CYCLE 3 (40s): These are the real building years. You should be well-established in your field of work and hopefully you have built strong and stable social connections, too. It’s time to start thinking about giving back to the community that supports you. You can volunteer, start making larger cash donations to charities, attend some charity balls or even run for office (or get active in the campaign of a candidate you support). Some of these social and charitable contacts will be helpful to you in business and some will just be the kind that makes living in a community more pleasant. Your focus now is to set achievable life-goals. Whatever your ambition was in your 20s, by now you will have a clear vision of what you can realistically attain. With that idea in mind, set goals for your career, your finances, when you want to retire from work, etc. Make them realistic for now, based on what you know. You’ll get a chance to adjust them only once more in your lifetime.
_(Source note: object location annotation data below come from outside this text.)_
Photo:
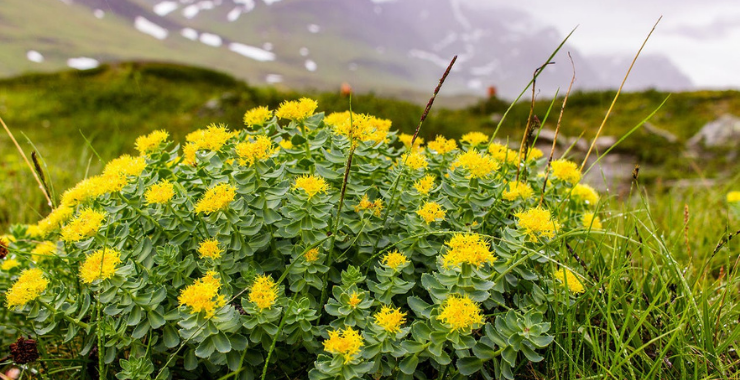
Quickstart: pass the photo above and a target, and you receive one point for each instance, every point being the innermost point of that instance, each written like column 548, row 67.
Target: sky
column 702, row 38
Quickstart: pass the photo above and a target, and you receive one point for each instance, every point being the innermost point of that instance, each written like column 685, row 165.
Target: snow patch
column 210, row 39
column 145, row 26
column 311, row 65
column 252, row 52
column 165, row 7
column 189, row 33
column 34, row 56
column 83, row 63
column 273, row 78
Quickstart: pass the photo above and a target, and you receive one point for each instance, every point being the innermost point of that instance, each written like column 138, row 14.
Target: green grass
column 661, row 300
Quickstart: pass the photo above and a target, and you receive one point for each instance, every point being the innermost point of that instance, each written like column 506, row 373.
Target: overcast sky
column 702, row 38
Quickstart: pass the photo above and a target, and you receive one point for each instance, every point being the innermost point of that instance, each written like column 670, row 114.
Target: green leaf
column 408, row 364
column 222, row 343
column 470, row 365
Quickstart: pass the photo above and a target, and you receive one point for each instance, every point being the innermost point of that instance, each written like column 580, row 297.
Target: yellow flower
column 733, row 197
column 29, row 286
column 503, row 154
column 467, row 248
column 565, row 276
column 415, row 160
column 251, row 152
column 394, row 260
column 160, row 193
column 477, row 164
column 100, row 265
column 406, row 140
column 346, row 342
column 203, row 295
column 257, row 116
column 590, row 221
column 537, row 222
column 585, row 193
column 84, row 226
column 43, row 250
column 311, row 184
column 431, row 211
column 354, row 300
column 518, row 190
column 424, row 185
column 460, row 313
column 263, row 292
column 209, row 248
column 474, row 138
column 213, row 138
column 566, row 171
column 216, row 198
column 149, row 143
column 390, row 319
column 286, row 144
column 312, row 255
column 9, row 264
column 297, row 110
column 375, row 206
column 442, row 145
column 359, row 127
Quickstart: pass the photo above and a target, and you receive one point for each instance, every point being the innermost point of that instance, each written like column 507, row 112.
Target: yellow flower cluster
column 503, row 154
column 425, row 184
column 733, row 197
column 394, row 260
column 312, row 255
column 346, row 342
column 460, row 313
column 442, row 145
column 297, row 110
column 431, row 211
column 9, row 264
column 390, row 319
column 574, row 284
column 100, row 265
column 203, row 295
column 518, row 190
column 478, row 165
column 43, row 250
column 160, row 193
column 591, row 221
column 210, row 249
column 375, row 206
column 83, row 226
column 311, row 184
column 467, row 249
column 213, row 138
column 31, row 283
column 474, row 138
column 257, row 116
column 359, row 127
column 251, row 152
column 585, row 193
column 415, row 160
column 405, row 138
column 149, row 143
column 537, row 222
column 263, row 292
column 566, row 171
column 216, row 198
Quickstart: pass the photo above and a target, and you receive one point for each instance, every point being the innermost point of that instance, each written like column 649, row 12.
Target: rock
column 653, row 130
column 723, row 132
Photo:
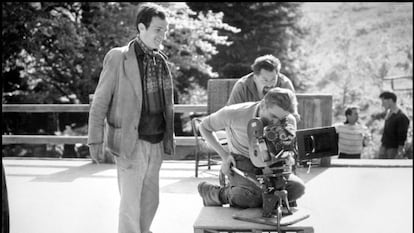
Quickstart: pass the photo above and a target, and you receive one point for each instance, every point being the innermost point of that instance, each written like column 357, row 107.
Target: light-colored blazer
column 117, row 102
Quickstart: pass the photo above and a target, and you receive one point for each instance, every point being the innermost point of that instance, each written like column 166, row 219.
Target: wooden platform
column 219, row 219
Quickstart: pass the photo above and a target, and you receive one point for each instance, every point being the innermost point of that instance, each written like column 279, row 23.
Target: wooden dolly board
column 220, row 219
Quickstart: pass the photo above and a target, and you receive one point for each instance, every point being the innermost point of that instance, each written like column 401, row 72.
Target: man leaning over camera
column 278, row 104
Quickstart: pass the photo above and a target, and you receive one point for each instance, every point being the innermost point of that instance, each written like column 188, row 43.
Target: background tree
column 266, row 28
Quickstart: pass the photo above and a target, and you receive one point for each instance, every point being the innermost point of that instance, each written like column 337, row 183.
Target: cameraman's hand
column 227, row 164
column 95, row 151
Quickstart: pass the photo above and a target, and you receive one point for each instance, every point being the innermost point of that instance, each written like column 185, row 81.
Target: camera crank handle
column 310, row 165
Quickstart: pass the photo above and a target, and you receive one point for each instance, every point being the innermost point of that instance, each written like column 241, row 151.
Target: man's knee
column 244, row 198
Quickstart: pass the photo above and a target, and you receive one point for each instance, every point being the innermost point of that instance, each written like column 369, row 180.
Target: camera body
column 271, row 144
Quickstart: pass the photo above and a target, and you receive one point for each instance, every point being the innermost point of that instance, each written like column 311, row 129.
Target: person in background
column 135, row 97
column 395, row 128
column 352, row 135
column 266, row 75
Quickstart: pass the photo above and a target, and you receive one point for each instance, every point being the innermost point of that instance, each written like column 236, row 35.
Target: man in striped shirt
column 352, row 135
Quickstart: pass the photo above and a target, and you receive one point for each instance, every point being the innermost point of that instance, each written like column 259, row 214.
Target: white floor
column 75, row 196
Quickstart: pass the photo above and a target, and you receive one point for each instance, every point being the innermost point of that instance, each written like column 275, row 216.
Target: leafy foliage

CYCLE 4 (50s): Now’s the time to begin planning for the culmination of your work life. It could be another 20 years off, but you need to think through how you will sustain that longer career, or to plan to stop working altogether. If you wait till the next cycle, when you are in your 60’s, it may be too late to make any changes that will be necessary for you to achieve your goal. Your earnings will peak in this decade so if you haven’t saved enough along the way, this is the last chance to start to bring your savings in line with your goals.
CYCLE 5: (60s): By now, if you’ve followed through with planning and budgeting, you should be able to take it easier. A lot easier (retire from working) or a little easier (work part-time or in your own business). If you’ve been able to get some education, you may be able to support yourself fully as a knowledge-worker. Knowledge workers have longer work lives because they won’t have limitations on endurance or other physical job requirements. Even if your job was physically demanding, it is possible that an employer will need your advice as a manager or consultant on a project that will benefit from your years of experience.
CYCLE 6 (70s): Average life expectancy in the US is in the low- to mid-80s for both men and women. That means that, on average, this will be the penultimate decade of your life. Depending on your early choices, you may find yourself now at the pinnacle of your profession. Try to pass along as much of your knowledge as you can to the next generation, both what you learned in your career and what you learned from your life experiences.
If it seems they aren’t listening, keep talking. Maybe something will sink in and when they read in the news that “most people” spend more than they make, they will be able to count themselves among the unusual. Have a safe and prosperous 2015!